Tribune Business Editor


More than one-third of “major” Bahamian hotels will be impacted by just a one metre sea level rise, with a regional study calling for “serious and urgent” action to address the likely climate change impacts on this nation.

The study, published earlier this year by CARIBSAVE, which aims to model the impact climate change will have on Caribbean nations, found that apart from impacting 36 per cent of Bahamian hotels, a one-metre sea level rise would also place 38 per cent of this nation’s airports, and 14 per cent of its road network, at risk.

And, when it came to beach erosion, the CARIBSAVE study found that 70 per cent of key tourism properties would be impacted. On Harbour Island alone, it was estimated that a one metre rise in sea level would cause the “loss of seven high-value tourism properties”.

Detailing the results of its Bahamas coastal surveys, the CARIBSAVE study noted: “Results of these surveys indicate that a one-metre sea level rise places 36 per cent of the major tourism properties at risk, along with 38 per cent of airport lands, 14 per cent of road networks and 90 per cent of seaport lands.

“With a two-metre sea level rise, 50 per cent of major tourism resorts will be impacted. Critical beach assets will be affected much earlier than sea level rise-induced erosion damages to infrastructure. Indeed, once erosion is damaging infrastructure, it means the beach, a vital tourism asset, has essentially disappeared. With 100 metres of erosion, resulting from a one metre sea level rise, 70 per cent of the major tourism resorts will be impacted.”

A two-metre sea level rise, the CARIBSAVE study estimated, would impact 53 per cent of airports and 19 per cent of the Bahamas’ road network. While the economic impact of all this had yet to be determined, the report said an earlier study had estimated the Bahamian tourism industry alone could expect annual losses of between $869 million to $946 million due to sea level rise.

“With 80 per cent of the land lying less than one metre above sea level, all sectors in the Bahamas are highly vulnerable to sea level rise and storm surge,” the report added.

The effects, the CARIBSAVE study said, would be three-fold - a loss of land and its uses; a loss of economic value from existing businesses and communities; and the knock-on effects on other industries such as agriculture.

“The majority of infrastructure and settlements in the Bahamas, like most small island developing states, are located on or near the coast, including government, health, commercial and transportation facilities,” the CARIBSAVE study said.
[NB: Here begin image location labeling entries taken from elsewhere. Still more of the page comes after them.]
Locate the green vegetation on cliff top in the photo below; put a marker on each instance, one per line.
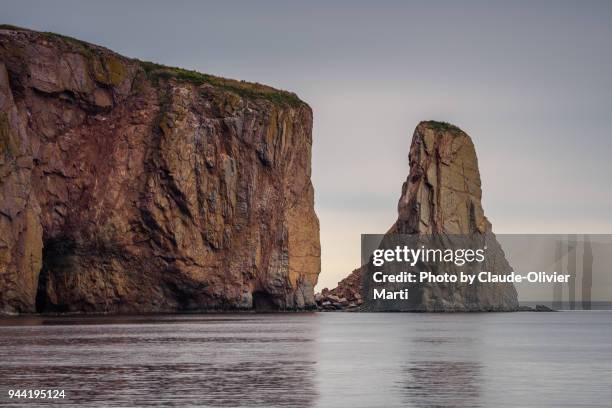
(155, 72)
(441, 126)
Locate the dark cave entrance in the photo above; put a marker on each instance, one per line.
(54, 257)
(264, 302)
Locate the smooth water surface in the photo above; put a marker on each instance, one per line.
(313, 359)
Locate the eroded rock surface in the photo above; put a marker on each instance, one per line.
(442, 197)
(127, 186)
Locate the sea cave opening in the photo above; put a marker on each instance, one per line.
(264, 302)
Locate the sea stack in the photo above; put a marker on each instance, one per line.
(442, 198)
(127, 186)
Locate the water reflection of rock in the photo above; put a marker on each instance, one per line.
(240, 362)
(442, 383)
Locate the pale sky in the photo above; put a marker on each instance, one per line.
(531, 82)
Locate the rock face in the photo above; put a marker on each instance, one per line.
(128, 186)
(442, 197)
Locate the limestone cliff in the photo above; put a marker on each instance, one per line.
(442, 197)
(128, 186)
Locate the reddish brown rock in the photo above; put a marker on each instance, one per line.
(442, 197)
(132, 187)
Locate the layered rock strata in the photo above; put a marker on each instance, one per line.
(441, 198)
(128, 186)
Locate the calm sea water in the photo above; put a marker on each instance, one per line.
(314, 359)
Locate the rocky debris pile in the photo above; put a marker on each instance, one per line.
(329, 301)
(346, 296)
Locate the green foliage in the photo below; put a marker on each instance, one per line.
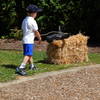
(71, 15)
(7, 15)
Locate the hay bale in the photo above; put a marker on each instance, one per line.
(71, 50)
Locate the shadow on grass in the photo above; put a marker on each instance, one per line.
(9, 66)
(43, 62)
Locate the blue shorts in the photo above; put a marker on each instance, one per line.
(28, 49)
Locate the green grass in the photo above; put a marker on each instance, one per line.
(9, 60)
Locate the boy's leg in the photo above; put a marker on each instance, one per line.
(25, 61)
(21, 69)
(32, 66)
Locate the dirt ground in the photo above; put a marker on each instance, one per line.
(11, 44)
(81, 83)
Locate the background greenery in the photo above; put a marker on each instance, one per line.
(72, 15)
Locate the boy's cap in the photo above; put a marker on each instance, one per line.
(33, 8)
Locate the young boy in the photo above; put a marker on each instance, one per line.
(30, 30)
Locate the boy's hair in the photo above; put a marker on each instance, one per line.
(33, 8)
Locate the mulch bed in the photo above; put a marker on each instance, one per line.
(12, 44)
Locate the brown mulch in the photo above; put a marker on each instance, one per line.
(82, 84)
(11, 44)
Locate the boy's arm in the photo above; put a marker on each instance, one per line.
(37, 34)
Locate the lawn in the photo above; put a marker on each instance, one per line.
(9, 60)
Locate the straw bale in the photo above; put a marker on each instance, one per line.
(71, 50)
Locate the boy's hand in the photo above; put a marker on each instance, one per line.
(40, 40)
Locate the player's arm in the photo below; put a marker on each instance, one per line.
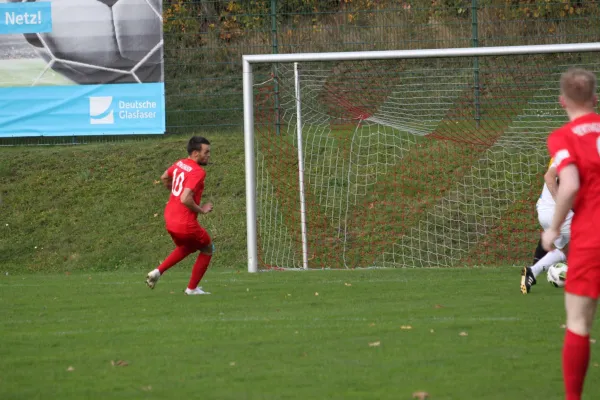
(566, 193)
(550, 179)
(187, 199)
(167, 179)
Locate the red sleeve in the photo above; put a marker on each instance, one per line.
(561, 149)
(193, 180)
(170, 170)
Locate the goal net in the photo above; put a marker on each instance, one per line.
(400, 159)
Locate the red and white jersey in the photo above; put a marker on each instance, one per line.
(578, 142)
(185, 173)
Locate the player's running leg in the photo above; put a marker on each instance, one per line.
(181, 251)
(576, 348)
(176, 256)
(202, 261)
(539, 252)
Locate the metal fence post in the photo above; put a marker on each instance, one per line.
(475, 43)
(275, 51)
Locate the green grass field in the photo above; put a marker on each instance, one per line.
(369, 334)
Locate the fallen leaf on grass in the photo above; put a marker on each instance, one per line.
(119, 363)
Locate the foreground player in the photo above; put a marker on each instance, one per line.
(576, 150)
(545, 210)
(185, 180)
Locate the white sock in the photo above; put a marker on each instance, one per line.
(545, 262)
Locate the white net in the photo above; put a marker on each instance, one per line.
(429, 162)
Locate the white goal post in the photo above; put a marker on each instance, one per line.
(386, 140)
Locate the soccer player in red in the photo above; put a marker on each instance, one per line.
(575, 148)
(185, 180)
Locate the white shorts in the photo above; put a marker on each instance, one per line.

“The high density tourism development on the coast is particularly vulnerable to climate change and sea level rise, and increases the risk of degradation of coastal and marine biodiversity, thereby reducing its resilience to climate change impacts such as sea level rise and storm surge.”

Looking at Eleuthera and Harbour Island alone, the CARIBSAVE study found that just a 0.5 metre rise in sea level would “innundate” 69 per cent of beaches. And there would also be the “loss of seven high value tourism properties on Harbour Island from the long-term erosion associated with a one-metre sea level rise”.
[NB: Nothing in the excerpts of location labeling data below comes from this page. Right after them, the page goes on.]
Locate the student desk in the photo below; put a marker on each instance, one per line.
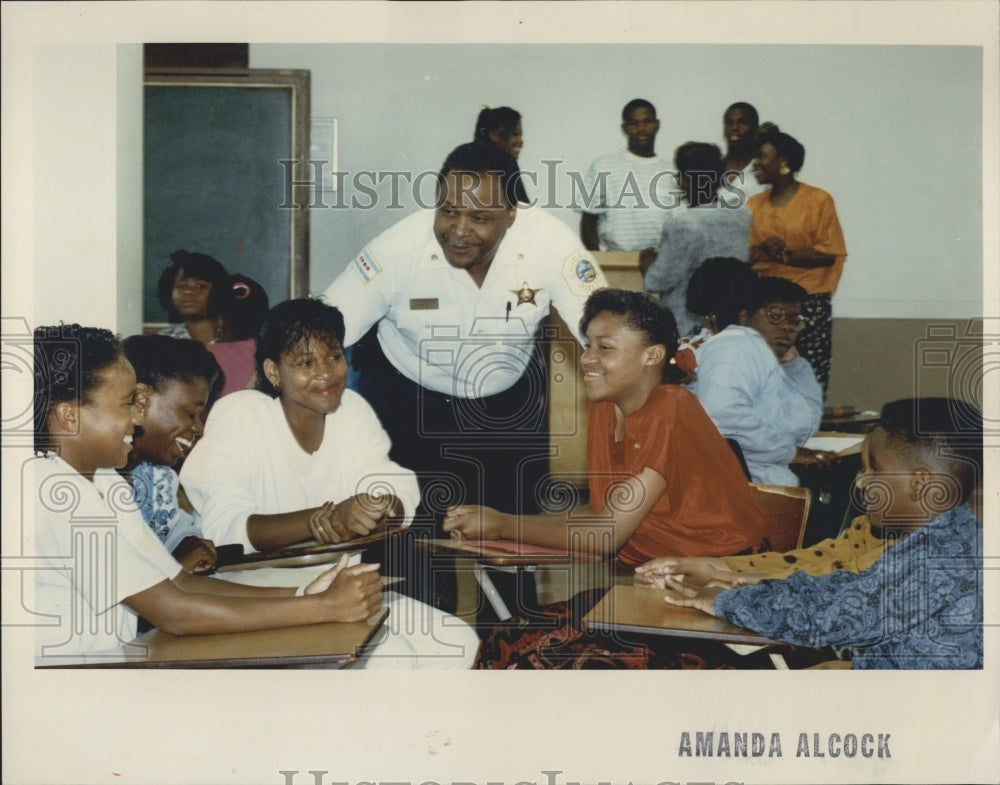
(331, 644)
(640, 609)
(831, 487)
(567, 396)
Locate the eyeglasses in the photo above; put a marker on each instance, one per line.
(777, 315)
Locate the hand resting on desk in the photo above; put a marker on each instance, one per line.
(355, 516)
(355, 592)
(474, 522)
(702, 598)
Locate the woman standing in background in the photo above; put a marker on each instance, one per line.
(796, 235)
Analysing the implications of its findings, the CARIBSAVE study said they “reinforce that serious, comprehensive and urgent action that addresses the challenges of adapting to sea level rise is needed in the Bahamas.

“One priority area is to build a full inventory of existing coastal protective defences so that structural protection can be optimised now and into the future, for example, existing seawalls that are in disrepair do not serve their anticipated erosion protection purpose..........
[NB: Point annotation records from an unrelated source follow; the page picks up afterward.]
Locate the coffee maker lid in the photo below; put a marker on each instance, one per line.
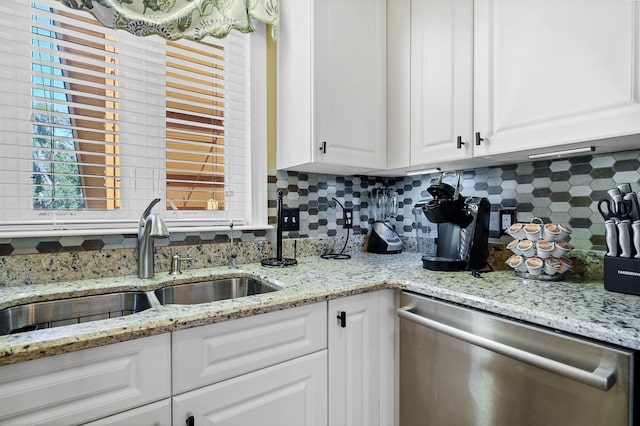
(442, 190)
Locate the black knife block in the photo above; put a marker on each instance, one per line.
(622, 275)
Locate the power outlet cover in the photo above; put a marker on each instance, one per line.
(347, 218)
(291, 219)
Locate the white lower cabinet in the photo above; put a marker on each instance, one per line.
(83, 386)
(362, 364)
(209, 354)
(293, 393)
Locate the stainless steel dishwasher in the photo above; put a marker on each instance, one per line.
(460, 366)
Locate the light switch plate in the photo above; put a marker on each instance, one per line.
(291, 219)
“The Bahamas needs a policy for coastal protection and environmental buffer zones, including an official environmental impact assessment (EIA) mechanism so that Bahamians are protected from storm surge impacts, but also so that future developments are built with an understanding of the projected changes in the coastal zone. The Bahamas Environment, Science and Technology Commission (BEST) has created EIA Guidelines, but they are yet to be enacted.”